Under deals like that, it's possible for the current operator to lose rights to the property when their lease expires. Caesars Entertainment (CZR), will soon lose operating rights to the off-Strip Rio, which will be remodeled and taken over by Dreamscape, the company Caesars sold the land the resort sits on to in 2019.
Caesars likely made that sale knowing and/or wanting to no longer have Rio in its portfolio, but a land sale can sometimes lead to a change in operators.
Las Vegas Strip's Bellagio May Be Sold
Currently, MGM runs the Bellagio which sits on land owned by Blackstone Group (BX). That could eventually change as the Las Vegas Review-Journal has reported that Blackstone is considering selling a 50% stake in the property.
"Heightened chatter about a Bellagio transaction arrived on the same day Blackstone said it’s selling $3.1 billion worth of industrial warehouses and related properties to Prologis. That transaction is expected to close by the end of this month," the paper shared.
If Blackstone sells the property, it could open the door for MGM losing operating rights, but not anytime soon. When Blackstone purchased the property from MGM for $4.25 billion in 2019, it entered a "long-term" lease with the casino operator to run the property.
"As part of the transaction, MGM Resorts will lease the property from the joint venture and continue to manage, operate and be responsible for all aspects of the property on a day-to-day basis. MGM Resorts will sign a long-term lease and continue to be responsible for all operations and capital expenditures of the Bellagio, with the joint venture owning the property and receiving rent payments," the companies shared at the time of the sale.

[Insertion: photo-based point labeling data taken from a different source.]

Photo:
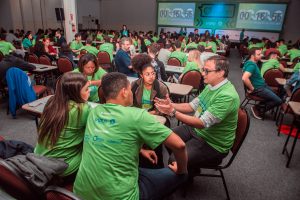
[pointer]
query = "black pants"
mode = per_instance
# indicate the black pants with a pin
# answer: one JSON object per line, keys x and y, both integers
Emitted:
{"x": 199, "y": 152}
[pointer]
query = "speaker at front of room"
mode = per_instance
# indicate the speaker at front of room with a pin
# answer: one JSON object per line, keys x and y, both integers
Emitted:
{"x": 60, "y": 16}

MGM signed a 30-year lease with two 10-year options and retains a 5% ownership stake in the property.
A Las Vegas Strip Transaction With Little Consumer Impact
In most cases, when a landowner changes on the Las Vegas Strip, nothing happens with the operating agreement for the resort casino involved. That's what's likely to happen here, although a new owner which wants to eventually operate the property could put off investment and would have some leverage to get MGM to not pick up its options, although that is very unlikely.

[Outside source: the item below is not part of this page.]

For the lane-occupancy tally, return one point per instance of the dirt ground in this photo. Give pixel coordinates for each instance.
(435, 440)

New ownership being part of the group controlling the Bellagio site would bring a different voice to the table. That could result in more development, a remodel, or other changes at the property.
In some cases, as we saw with Bally's and Gaming and Leisure Properties, which worked together to make the A's deal, changes to agreements can happen when opportunities present themselves. In that case, the land-owner gave the baseball team the 9 acres for the stadium while Bally's gave up the Tropicana, but retains rights to build another casino on the remaining land.